VMware Workstation lab: Nested ESXi and vCenter Server

In a previous post (https://enterpriseadmins.org/blog/virtualization/nested-vmware-workstation-lab-using-linked-clones/) I mentioned a nested ‘smash lab’ using VMware Workstation. This post will focus on a couple of the component VMs: lab-esxi-02 and lab-esxi-03, which are nested ESXi 7.0.3 and ESXi 8.0.0 hosts, each containing a corresponding vCenter Server Appliance.

These two nested ESXi hosts only differ in the version of ESXi that is installed. Each has 2 vCPU, 20GB RAM, a 16GB SCSI 0:0 device (for ESXi install) and a 100GB SCSI 1:0 device (for a VMFS datastore). I decided to manually install ESXi, so that I could choose specific builds. I installed 1 patch prior to the latest available, just in case I had a need to attempt an upgrade I wanted to ensure that an upgrade was available.

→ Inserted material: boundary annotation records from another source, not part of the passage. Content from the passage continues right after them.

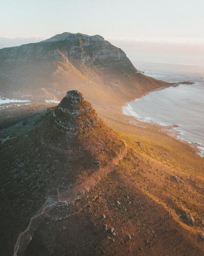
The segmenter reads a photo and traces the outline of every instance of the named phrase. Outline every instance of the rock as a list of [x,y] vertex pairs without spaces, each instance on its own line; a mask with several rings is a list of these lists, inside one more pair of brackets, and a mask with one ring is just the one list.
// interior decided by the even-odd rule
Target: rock
[[141,141],[136,141],[136,143],[138,146],[141,146],[142,145],[142,143]]
[[176,175],[172,175],[171,176],[171,179],[174,180],[175,181],[178,181],[179,180],[179,178]]
[[188,212],[184,212],[184,217],[186,218],[188,222],[189,222],[192,224],[192,225],[194,225],[195,223],[194,219],[193,219],[193,216]]
[[199,237],[204,240],[204,233],[199,233]]

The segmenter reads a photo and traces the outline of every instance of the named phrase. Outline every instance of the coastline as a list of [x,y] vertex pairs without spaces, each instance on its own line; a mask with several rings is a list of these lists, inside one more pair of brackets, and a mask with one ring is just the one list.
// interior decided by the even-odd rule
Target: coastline
[[[137,115],[134,110],[133,110],[132,106],[130,105],[131,103],[138,100],[140,99],[143,98],[144,97],[146,96],[146,95],[154,92],[162,90],[171,87],[177,87],[179,86],[180,84],[185,84],[187,85],[189,84],[188,83],[188,83],[184,83],[186,82],[180,82],[180,83],[178,83],[177,84],[175,84],[175,83],[172,83],[172,84],[169,86],[162,87],[160,88],[157,88],[150,92],[146,92],[143,94],[141,96],[135,98],[134,100],[131,100],[130,101],[127,102],[125,103],[125,104],[122,107],[122,113],[125,116],[133,117],[139,122],[144,122],[146,123],[150,123],[151,124],[159,126],[160,128],[162,129],[163,131],[164,131],[168,135],[176,139],[176,140],[182,142],[182,143],[185,143],[187,144],[188,145],[189,145],[192,148],[193,148],[193,150],[194,150],[197,155],[198,155],[200,157],[203,158],[204,158],[204,148],[202,149],[202,147],[204,147],[204,146],[200,143],[195,141],[190,141],[190,140],[188,140],[187,139],[185,139],[184,138],[182,138],[181,137],[180,137],[181,136],[181,132],[179,131],[176,131],[175,130],[175,129],[180,127],[179,125],[178,125],[177,124],[172,124],[169,125],[166,125],[160,123],[158,123],[152,121],[150,119],[149,119],[148,117],[147,117],[147,118],[148,118],[148,120],[147,119],[146,120],[145,119],[140,119],[138,118],[138,116]],[[193,84],[194,83],[195,83],[194,82],[192,82],[192,83],[191,82],[190,84]],[[126,110],[127,108],[129,109],[128,111]],[[131,109],[131,112],[130,111],[130,109]],[[131,114],[131,112],[133,112],[134,113],[135,113],[135,115]]]

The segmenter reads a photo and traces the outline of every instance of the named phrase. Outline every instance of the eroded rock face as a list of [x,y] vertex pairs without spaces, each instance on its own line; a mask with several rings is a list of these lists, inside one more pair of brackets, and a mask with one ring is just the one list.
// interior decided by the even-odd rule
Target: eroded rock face
[[91,103],[85,101],[82,94],[76,90],[67,93],[53,111],[53,117],[56,128],[67,135],[76,135],[98,122],[97,114]]
[[107,59],[109,62],[111,60],[110,65],[120,60],[122,61],[120,65],[133,67],[123,51],[98,35],[63,33],[41,42],[0,50],[0,60],[4,65],[47,60],[63,62],[76,61],[91,65],[93,62]]

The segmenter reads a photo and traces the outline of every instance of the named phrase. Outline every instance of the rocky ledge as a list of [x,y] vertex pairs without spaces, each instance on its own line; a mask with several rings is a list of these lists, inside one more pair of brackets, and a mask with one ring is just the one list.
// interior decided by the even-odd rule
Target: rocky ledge
[[72,135],[94,126],[98,120],[91,103],[85,100],[83,95],[76,90],[67,93],[53,114],[56,128]]

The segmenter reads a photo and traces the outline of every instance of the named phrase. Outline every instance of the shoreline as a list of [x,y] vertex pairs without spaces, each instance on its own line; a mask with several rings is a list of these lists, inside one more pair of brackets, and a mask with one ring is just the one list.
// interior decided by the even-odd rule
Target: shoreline
[[[193,141],[193,142],[190,141],[189,141],[187,139],[183,139],[181,137],[179,137],[179,136],[181,135],[181,132],[178,131],[176,131],[175,130],[175,128],[180,127],[179,125],[178,125],[177,124],[171,124],[169,125],[165,125],[164,124],[162,124],[162,123],[157,123],[157,122],[154,122],[154,121],[152,121],[150,120],[148,121],[145,121],[144,119],[141,120],[141,119],[140,119],[137,116],[137,114],[136,114],[136,112],[133,110],[132,111],[133,111],[133,112],[135,113],[136,114],[136,115],[130,115],[130,114],[131,114],[131,113],[130,113],[130,114],[125,114],[124,113],[124,112],[123,109],[125,109],[125,108],[129,108],[130,106],[131,106],[131,108],[132,108],[131,106],[129,105],[129,104],[131,103],[131,102],[135,102],[135,101],[136,101],[140,99],[141,99],[141,98],[143,98],[144,97],[145,97],[145,96],[147,95],[148,94],[149,94],[150,93],[151,93],[152,92],[155,92],[157,91],[160,91],[162,90],[164,90],[164,89],[169,88],[169,87],[177,87],[179,86],[179,85],[180,84],[180,83],[176,84],[173,84],[173,83],[173,83],[173,84],[170,85],[169,86],[162,87],[160,88],[157,88],[157,89],[154,90],[152,91],[151,91],[150,92],[146,92],[146,93],[143,94],[140,97],[135,98],[134,100],[131,100],[130,101],[127,102],[124,106],[122,106],[122,113],[125,116],[128,116],[131,117],[133,117],[134,118],[136,119],[138,121],[144,122],[146,123],[150,123],[151,124],[153,124],[154,125],[156,125],[156,126],[159,126],[160,128],[161,128],[162,130],[162,131],[163,132],[164,132],[168,135],[176,139],[176,140],[178,140],[179,141],[182,142],[182,143],[187,143],[188,145],[189,145],[192,148],[193,148],[194,149],[194,150],[195,151],[195,152],[197,155],[198,155],[200,157],[201,157],[202,158],[204,158],[204,148],[203,148],[203,150],[202,150],[201,148],[200,148],[200,147],[202,147],[202,146],[204,147],[204,146],[202,146],[202,143],[200,143],[199,142],[194,142],[194,141]],[[191,84],[193,84],[194,83],[195,83],[193,82],[193,83],[191,83]],[[181,83],[181,84],[184,84],[184,83]],[[188,84],[185,83],[185,84],[188,85]],[[128,113],[129,112],[129,111],[127,111]],[[147,118],[148,118],[148,117]]]

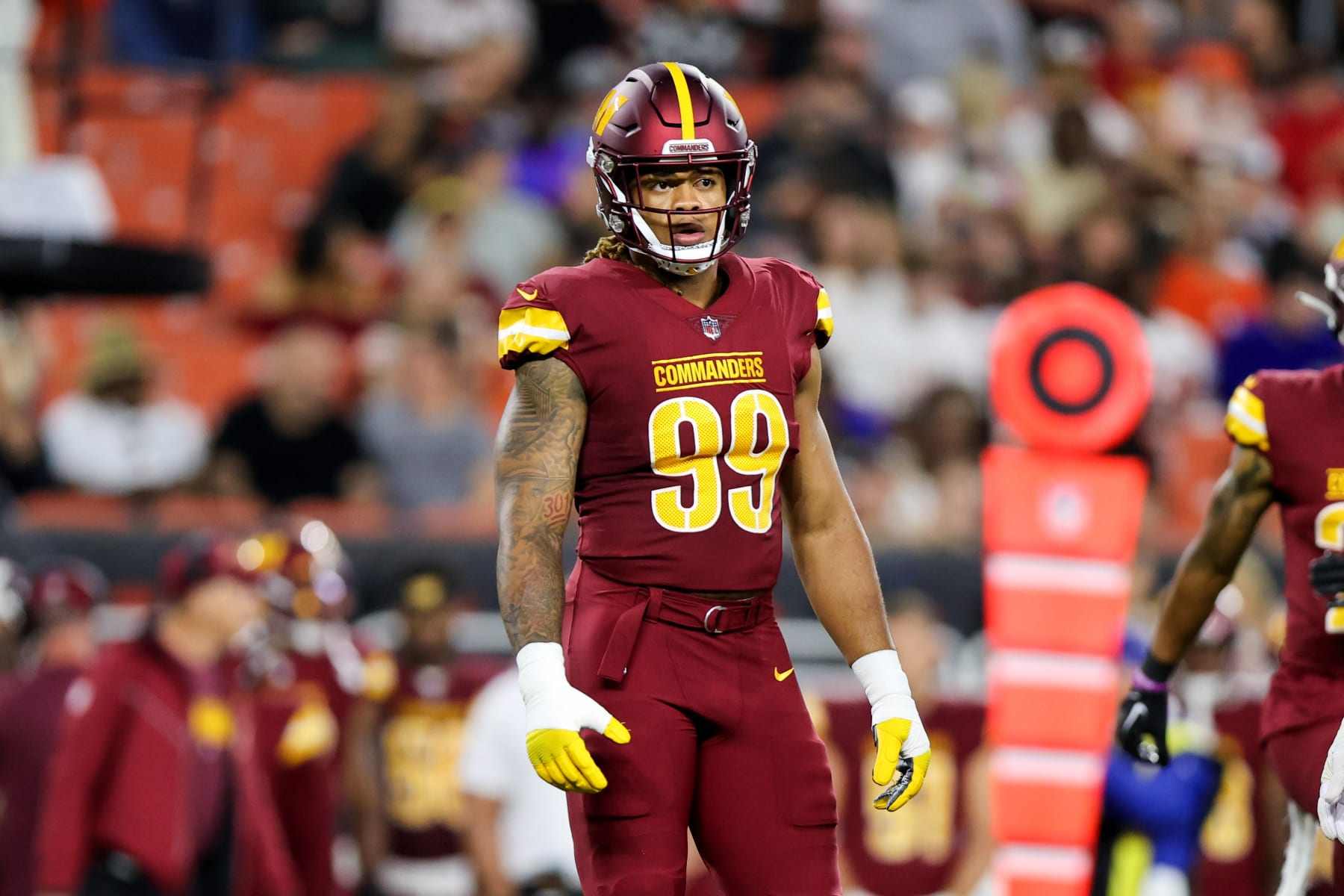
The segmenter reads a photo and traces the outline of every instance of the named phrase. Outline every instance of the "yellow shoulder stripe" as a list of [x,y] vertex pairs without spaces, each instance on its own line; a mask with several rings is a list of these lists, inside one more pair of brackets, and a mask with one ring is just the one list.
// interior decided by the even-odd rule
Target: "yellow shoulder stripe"
[[550,355],[570,345],[564,317],[550,308],[505,308],[500,312],[500,357],[509,352]]
[[1254,377],[1236,387],[1232,398],[1227,402],[1227,416],[1223,427],[1238,445],[1269,450],[1269,427],[1265,424],[1265,400],[1255,395],[1249,386],[1254,386]]
[[676,87],[676,105],[681,116],[681,140],[695,140],[695,110],[691,109],[691,89],[685,83],[685,73],[675,62],[664,62],[663,64],[672,75],[672,86]]
[[817,332],[820,332],[827,339],[836,330],[835,320],[831,317],[831,297],[827,296],[827,290],[823,289],[817,293]]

Other than the default next > next > finish installs, I only made 2 changes to these hosts:

  1. Configured networking from the DCUI. This involved setting the IP address to 172.16.10.2 or 172.16.10.3, where the last octet matches the host name, as well as setting the default gateway and DNS server IP to 172.16.10.1, which is the lab side of the domain controller.
  2. Create a VMFS datastore named local-hdd that used the 100GB SCSI 1:0 device. I could have automated this, but since it was a super simple task I decided to just knock it out in the UI.

Once ESXi was installed, I added a deployed corresponding vCenter Server Appliances to the local datastore. For this I first created DNS records for the appliances with associated IP addresses, created a copy of the <cd-rom>\vcsa-cli-installer\templates\install\embedded_vCSA_on_ESXi.json file, specified values for hostname, datastore name, etc and then deployed through the command line with .\vcsa-deploy install C:\tmp\lab-vcsa-13.json --accept-eula --acknowledge-ceip --no-ssl-certificate-verification and waited until the process completed. I ran into two different challenges with this. First, running a nested 64-bit guest requires that “Virtualize Intel T-x/EPT or AMD-V/RVI” be selected on the processor configuration. Credential Guard was enabled on my system and had to be disabled to allow for the VCSA to start. The other challenge that I encountered was that by default ntp_servers is defined as time.nist.gov in the JSON configuration file. I didn’t change this, but deployed the VCSA when my laptop could not reach the internet. The VCSA startup failed and reviewing log files showed all time stamps with a 1970-01-01 timestamp. I remembered that NTP was set to an internet address, so I tried to deploy again after updating the JSON file to point to time.example.org, which was a CNAME configured to the DNS server lab-mgmt-01.example.org, and this worked without error.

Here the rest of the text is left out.